Hi Pete,

> >> The uploading and resizing itself takes a reasonably short
> >> time.  But to get started can take three or four minutes!
> >> I have added timers to see where the delay is.  The first
> >> timer, just before the upload function, shows the delay.
> >> A timer just after the upload function shows that the
> >> upload didn't take too long.
>
> >I would say the delay is in the upload. Maybe PHP just
> >starts processing the data when al data regarding the request
> >have been received, wouldn't be too strange to behave like that.
>
> You may know more than me, but I can't see that - as I said, I have a
> timer call just before the upload function - it kicks in sometimes 4
> minutes after clicking submit.  Why the delay BEFORE the function?

The timer is in the script being called when clicking the submit button, no?
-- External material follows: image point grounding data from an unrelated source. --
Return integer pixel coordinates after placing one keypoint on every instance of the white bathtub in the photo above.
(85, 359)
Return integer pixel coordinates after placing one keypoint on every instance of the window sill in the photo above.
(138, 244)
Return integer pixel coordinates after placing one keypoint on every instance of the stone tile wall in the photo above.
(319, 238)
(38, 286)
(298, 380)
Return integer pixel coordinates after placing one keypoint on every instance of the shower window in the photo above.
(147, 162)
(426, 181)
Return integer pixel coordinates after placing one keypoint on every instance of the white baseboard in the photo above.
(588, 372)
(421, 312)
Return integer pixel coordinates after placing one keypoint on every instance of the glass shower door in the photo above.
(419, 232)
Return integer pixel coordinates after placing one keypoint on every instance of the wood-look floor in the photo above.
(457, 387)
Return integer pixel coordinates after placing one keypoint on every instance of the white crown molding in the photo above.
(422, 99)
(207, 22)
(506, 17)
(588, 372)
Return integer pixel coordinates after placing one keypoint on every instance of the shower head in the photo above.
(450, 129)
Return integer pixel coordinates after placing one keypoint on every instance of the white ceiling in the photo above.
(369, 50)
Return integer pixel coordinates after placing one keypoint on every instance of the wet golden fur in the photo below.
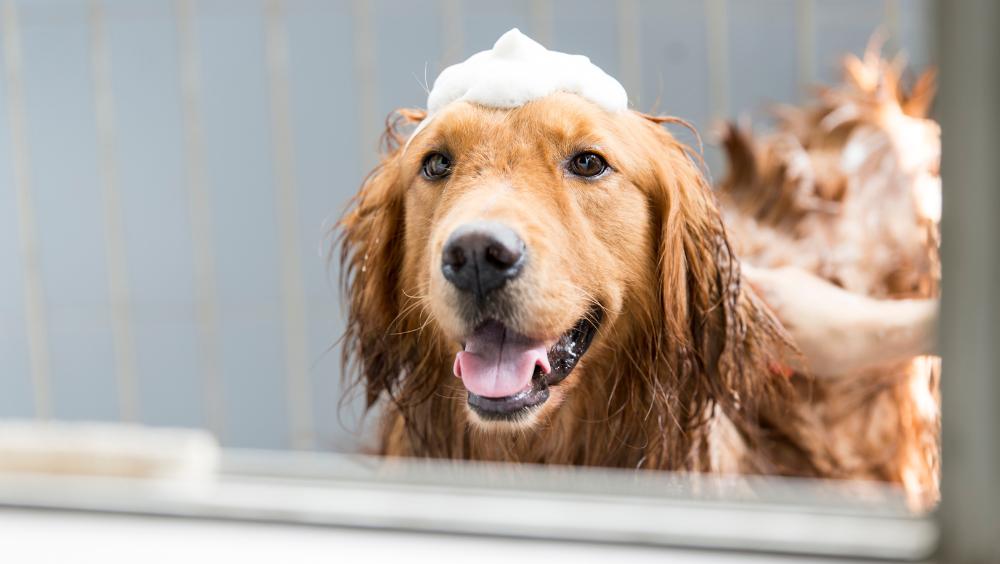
(837, 190)
(680, 375)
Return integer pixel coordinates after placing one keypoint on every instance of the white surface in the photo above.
(107, 449)
(517, 70)
(43, 537)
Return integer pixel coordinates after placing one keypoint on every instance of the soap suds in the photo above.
(518, 70)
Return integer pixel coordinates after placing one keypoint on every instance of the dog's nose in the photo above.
(480, 257)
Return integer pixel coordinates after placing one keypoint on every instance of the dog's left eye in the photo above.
(588, 165)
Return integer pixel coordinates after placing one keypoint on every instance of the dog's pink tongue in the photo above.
(498, 362)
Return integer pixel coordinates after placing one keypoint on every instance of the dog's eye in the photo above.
(436, 166)
(587, 165)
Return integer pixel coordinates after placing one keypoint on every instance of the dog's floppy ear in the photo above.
(722, 339)
(371, 255)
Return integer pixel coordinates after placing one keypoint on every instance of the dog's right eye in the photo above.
(436, 166)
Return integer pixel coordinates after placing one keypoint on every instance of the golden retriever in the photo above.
(554, 283)
(574, 264)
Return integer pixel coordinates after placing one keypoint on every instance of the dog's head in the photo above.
(501, 258)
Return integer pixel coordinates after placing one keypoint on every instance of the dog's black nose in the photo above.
(480, 257)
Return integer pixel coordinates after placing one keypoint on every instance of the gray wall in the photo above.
(168, 171)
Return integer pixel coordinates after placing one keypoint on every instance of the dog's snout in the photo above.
(480, 257)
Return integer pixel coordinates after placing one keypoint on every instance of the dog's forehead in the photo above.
(559, 120)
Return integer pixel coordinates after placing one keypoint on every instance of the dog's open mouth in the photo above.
(508, 374)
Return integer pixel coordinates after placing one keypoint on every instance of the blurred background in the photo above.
(170, 171)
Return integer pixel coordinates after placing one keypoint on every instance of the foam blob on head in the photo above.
(518, 70)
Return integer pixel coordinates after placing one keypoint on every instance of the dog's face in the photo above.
(527, 232)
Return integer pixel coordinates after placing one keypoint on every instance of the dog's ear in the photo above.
(371, 256)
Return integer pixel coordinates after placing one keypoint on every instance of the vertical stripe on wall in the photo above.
(286, 206)
(34, 297)
(206, 284)
(114, 231)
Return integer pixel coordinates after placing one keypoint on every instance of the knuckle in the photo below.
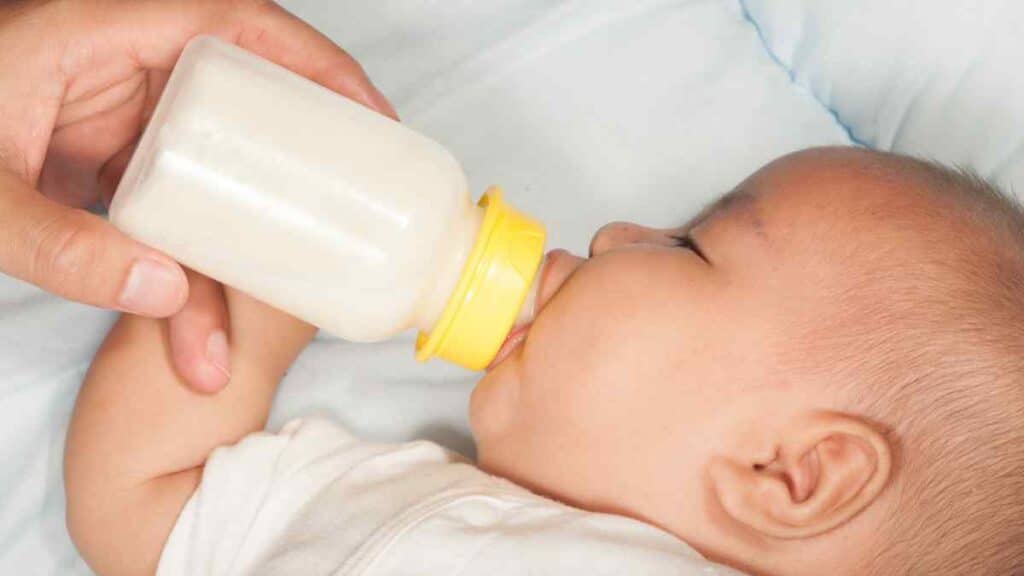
(68, 248)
So first ALL data regarding the request (including sending the data from
form fields PLUS uploading the nine images) is done, and then the script
starts being processed. Which means effectively the timer starts AFTER the
upload of the images. This means your timer does not see the time the upload
takes.

Hence my suggestion:
> >You could check (double click the network icon in the system tray in
> >windows, there must be an equivalent in Linux as well, but
You can see data being transmitted (count of packets out still increasing).
When the count of packets out more or less stops, is when the server starts
processing the script, using the data it has received. So amongst some
things, it starts the timer at that moment...

> Mine is asynch (?) - 256 each way, by radio in the mountains in Spain.
Ah, I had such a line here in interior Brazil as well. Got slower on hot
days because the effect of the heat, creates 'lenses' of air due to density
differences (the same reason why looking at something distant in a desert
this always seems to be out of focus and moving). The short wave radiation
(almost microwave) used for this type of radio internet is sensitive to this
effect as well. Anyway not a very fast connection so you will see the
effect.

Back to the topic:
Did you test the page locally (Apache server on your own machine, PHP
installed etc, and call the page at http://localhost/~site_X/page.php) and
how did it work there?
Bet it was much quicker due to negligible upload time but nonetheless your
timers show the same results as the results from the timers in the script on
the remote server.

> That's not what I meant.  The two main timers are called before, and
> after, the upload function.
What is 'the upload function'?
In the page displayed in the browser there will be a <form action="URL"
enctype="multipart/form-data"> tag and a file input. This is what makes the
upload to take place, independent of what scripts there are on the server.
If you create a HTML page with only these elements, there WILL be data
uploaded to the server hosting the page referred to in the action="URL" tag.
There they are stored in a quarantaine location until the script indicaed by
"URL" will start doing something with them.

So, server side, on the script being executed, there will be a function,
procedure, routine, part of your code, whatever, called 'the upload
function', doing something with $_FILES[], but to be able to do this
something, it must first have received the data to populate $_FILES[].
Unless you do some magic, I do not see a way to call a script starting a
timer, and only then starting uploading the data for the script (and the
functions/procedures contained therein), and only after that start
processing (resizing, storing, doing other things, then generating HTML to
the client) these data. In other words: your timer simply is NOT timing the
upload time, and it is exactly there that what is causing the delay.